How Do You Find the Point Where a Tangent Equals a Secant Slope?

[eleventhxhour]

Given the function f(x) = 3x / (x - 2), determine the coordinates of a point on f(x) for 3 < x < 6 where the slope of the tangent line is equal to the slope of the secant line passing through A(3, 9) and B(6, 9/2).

So I found that the slope of the secant line is -1.5 (therefore slope of tangent is also -1.5) and then I'm not sure what to do next. I draw a graph of the function, and got that the answer should be around 3.2-3.5 for the x-coordinate but the answer in the book has it as (4, 6).

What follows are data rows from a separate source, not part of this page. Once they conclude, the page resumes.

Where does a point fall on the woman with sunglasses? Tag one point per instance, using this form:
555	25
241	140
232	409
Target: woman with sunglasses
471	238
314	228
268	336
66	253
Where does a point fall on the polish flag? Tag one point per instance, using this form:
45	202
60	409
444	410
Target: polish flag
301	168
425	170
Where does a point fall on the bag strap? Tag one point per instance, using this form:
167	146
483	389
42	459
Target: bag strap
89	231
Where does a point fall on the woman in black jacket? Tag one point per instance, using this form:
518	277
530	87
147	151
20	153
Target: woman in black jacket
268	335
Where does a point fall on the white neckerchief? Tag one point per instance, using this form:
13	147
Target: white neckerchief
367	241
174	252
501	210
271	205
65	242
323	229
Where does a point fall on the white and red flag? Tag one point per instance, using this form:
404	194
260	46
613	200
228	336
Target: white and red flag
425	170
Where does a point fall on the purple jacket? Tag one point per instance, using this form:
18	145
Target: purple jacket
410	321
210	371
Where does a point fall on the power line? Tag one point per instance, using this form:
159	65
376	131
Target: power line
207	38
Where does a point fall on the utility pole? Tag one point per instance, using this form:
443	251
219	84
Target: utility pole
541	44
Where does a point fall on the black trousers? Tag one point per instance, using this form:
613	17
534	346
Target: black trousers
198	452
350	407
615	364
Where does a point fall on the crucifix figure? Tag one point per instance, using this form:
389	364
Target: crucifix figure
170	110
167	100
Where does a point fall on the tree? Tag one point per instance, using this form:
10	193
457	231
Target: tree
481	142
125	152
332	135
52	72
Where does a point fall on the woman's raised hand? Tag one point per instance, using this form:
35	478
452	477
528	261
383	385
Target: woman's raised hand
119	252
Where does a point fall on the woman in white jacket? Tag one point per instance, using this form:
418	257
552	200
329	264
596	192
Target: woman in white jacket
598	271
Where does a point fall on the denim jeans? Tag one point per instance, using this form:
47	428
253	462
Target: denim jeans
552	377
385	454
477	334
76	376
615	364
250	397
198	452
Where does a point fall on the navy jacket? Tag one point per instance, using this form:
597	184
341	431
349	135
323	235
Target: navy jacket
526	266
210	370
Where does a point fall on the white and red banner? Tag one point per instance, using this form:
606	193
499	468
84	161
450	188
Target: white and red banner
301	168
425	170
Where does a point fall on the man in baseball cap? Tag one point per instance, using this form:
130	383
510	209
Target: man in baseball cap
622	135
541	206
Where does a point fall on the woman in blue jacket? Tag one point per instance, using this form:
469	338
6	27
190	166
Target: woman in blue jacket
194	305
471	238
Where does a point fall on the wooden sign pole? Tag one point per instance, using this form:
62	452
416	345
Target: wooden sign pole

How would you find this exact answer (algebraically)?

Thanks

 

[MarkFL]

Since you posted this in the Pre-Calculus forum, I would suggest looking at the difference quotient of the given function, and take the limit as $h\to0$. THis will give you the slope as a function of $x$, and would in fact be the derivative with respect to $x$.

So, begin with:

\(\displaystyle f'(x)\equiv\lim_{h\to0}\frac{f(x+h)-f(x)}{h}\)

Now, use the given function $f$, plug into the formula above, and then simplify the expression algebraically and the let $h\to0$. Then equate the resulting derivative, or $f'(x)$, to the secant slope of \(\displaystyle -\frac{3}{2}\), and solve for $x$. You will get a quadratic in $x$, where only one root is in the given interval.